Companies that are hiring must clarify their needs before they start hiring. Many companies’ biggest misconception is: “Since other companies are hiring, I also have to hire,” but they have not thought through what problem this position is meant to solve. Is it a technical bottleneck? Does the product need a breakthrough? Or is it already at the critical stage of commercial deployment? If this question is not clarified, even after people are hired, it will very easily turn into the situation where “the people are expensive, but nobody knows what they should do.”
High-end talent doesn’t necessarily need to be “bought out” from the start. For extremely scarce talent at a very senior level, it is entirely possible to collaborate for a period through project-based and advisory-based arrangements first. This not only verifies capability and fit, but also reduces the risk of a company making a one-time large investment. While companies are frantically competing for mature talent, they also need to build a mechanism for identifying high-potential talent. Some people may not be able to “fight hard battles” right now, but they may have strong learning ability, good systems thinking, and enthusiasm for both technology and business. Once they are given the right environment, their growth speed often exceeds expectations.

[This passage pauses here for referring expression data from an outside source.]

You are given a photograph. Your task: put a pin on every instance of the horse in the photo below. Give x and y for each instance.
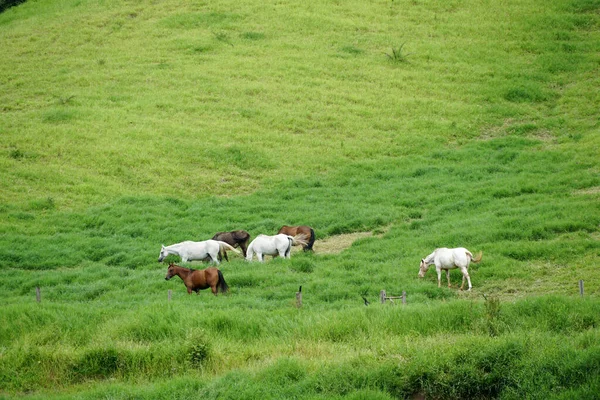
(273, 245)
(307, 231)
(197, 280)
(447, 259)
(189, 251)
(234, 238)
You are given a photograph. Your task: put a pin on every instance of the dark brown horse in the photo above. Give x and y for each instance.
(307, 231)
(234, 238)
(196, 280)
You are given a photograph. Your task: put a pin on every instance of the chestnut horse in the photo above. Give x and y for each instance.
(234, 238)
(307, 231)
(196, 280)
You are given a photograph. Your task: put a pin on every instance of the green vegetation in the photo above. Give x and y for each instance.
(127, 125)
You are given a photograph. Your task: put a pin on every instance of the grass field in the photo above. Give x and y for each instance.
(391, 127)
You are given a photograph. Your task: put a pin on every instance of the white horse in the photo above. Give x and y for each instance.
(189, 251)
(447, 259)
(273, 245)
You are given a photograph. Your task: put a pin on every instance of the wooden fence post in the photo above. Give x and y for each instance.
(299, 298)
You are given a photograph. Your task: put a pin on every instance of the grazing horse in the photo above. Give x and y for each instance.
(307, 231)
(234, 238)
(273, 245)
(447, 259)
(189, 251)
(197, 280)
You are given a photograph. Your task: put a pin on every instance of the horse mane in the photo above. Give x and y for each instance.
(179, 266)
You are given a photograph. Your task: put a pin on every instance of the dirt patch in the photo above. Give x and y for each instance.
(591, 190)
(337, 244)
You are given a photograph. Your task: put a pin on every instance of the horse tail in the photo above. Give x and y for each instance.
(222, 285)
(298, 239)
(250, 252)
(222, 245)
(311, 240)
(290, 243)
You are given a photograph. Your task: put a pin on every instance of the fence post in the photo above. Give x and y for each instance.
(299, 298)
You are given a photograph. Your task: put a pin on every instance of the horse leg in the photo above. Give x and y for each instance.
(467, 277)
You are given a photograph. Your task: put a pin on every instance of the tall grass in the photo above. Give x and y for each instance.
(130, 125)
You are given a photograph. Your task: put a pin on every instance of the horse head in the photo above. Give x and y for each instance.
(163, 253)
(423, 269)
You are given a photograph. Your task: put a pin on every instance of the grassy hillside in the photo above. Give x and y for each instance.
(125, 125)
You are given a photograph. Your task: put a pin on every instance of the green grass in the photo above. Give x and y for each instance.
(129, 125)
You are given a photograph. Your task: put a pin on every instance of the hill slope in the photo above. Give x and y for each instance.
(125, 125)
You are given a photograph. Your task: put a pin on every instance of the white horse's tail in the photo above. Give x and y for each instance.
(477, 257)
(227, 246)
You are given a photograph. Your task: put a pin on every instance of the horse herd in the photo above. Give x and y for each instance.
(281, 244)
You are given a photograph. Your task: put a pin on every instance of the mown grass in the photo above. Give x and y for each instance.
(129, 125)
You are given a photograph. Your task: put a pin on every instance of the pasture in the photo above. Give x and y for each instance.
(402, 125)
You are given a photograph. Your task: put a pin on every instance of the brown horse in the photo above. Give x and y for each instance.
(196, 280)
(234, 238)
(307, 231)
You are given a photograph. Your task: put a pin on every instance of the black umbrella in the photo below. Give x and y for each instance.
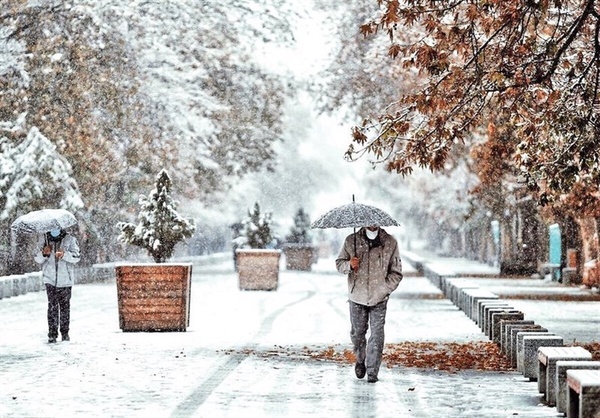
(354, 215)
(41, 221)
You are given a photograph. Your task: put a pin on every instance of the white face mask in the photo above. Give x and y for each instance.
(372, 234)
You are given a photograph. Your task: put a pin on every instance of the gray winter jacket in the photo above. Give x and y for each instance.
(380, 269)
(59, 273)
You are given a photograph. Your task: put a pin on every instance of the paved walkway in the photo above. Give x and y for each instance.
(208, 371)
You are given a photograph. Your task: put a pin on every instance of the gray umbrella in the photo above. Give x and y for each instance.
(41, 221)
(354, 215)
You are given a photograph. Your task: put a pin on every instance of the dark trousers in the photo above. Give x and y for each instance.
(360, 317)
(59, 309)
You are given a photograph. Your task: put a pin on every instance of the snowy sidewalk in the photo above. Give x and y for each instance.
(205, 372)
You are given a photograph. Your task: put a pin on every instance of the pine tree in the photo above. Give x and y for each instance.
(160, 227)
(258, 229)
(300, 231)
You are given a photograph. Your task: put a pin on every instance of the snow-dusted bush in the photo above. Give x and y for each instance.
(33, 174)
(300, 231)
(258, 232)
(160, 227)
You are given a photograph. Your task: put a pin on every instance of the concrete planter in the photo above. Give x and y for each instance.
(258, 269)
(299, 256)
(154, 297)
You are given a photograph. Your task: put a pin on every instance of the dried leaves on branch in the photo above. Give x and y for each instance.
(533, 64)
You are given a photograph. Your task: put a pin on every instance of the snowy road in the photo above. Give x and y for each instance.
(216, 369)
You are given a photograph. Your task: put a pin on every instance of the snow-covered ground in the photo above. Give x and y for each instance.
(206, 371)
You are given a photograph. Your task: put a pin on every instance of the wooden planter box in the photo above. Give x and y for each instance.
(258, 269)
(154, 297)
(298, 256)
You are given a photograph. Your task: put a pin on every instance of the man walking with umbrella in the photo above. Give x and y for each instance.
(371, 260)
(57, 252)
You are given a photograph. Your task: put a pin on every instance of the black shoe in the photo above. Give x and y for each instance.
(360, 370)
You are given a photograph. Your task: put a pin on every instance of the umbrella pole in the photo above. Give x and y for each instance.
(354, 230)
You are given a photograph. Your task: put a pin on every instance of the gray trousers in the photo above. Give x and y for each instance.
(360, 318)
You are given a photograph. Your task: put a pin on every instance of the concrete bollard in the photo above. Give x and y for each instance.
(531, 344)
(561, 379)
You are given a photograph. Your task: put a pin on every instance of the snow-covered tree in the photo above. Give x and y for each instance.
(34, 175)
(300, 231)
(160, 226)
(258, 232)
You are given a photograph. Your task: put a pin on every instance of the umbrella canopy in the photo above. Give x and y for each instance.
(354, 215)
(41, 221)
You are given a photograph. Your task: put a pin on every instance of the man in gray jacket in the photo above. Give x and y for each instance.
(371, 259)
(57, 252)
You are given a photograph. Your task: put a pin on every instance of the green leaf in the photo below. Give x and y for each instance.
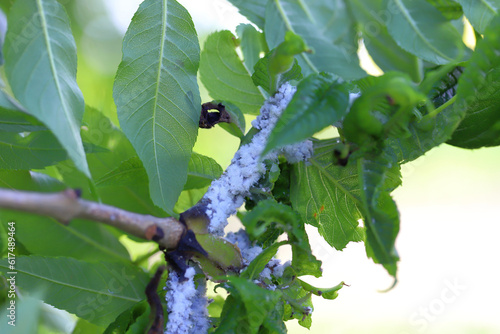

For talent, you should build a “Π-shaped” capability structure. You must have a sufficiently deep technical vertical axis—within one direction such as algorithms, systems, or engineering. At the same time, you need to understand industry, business, and product horizontally, knowing what technical work ultimately aims to solve. Single-point capability is easy to be replaced, but connection capability will become increasingly valuable. Meanwhile, maintain a balance between hands-on execution and thinking: not only should you roll up your sleeves to write code and run experiments, but also step outside the technical realm to think about industry trends, user value, and the underlying commercial essence.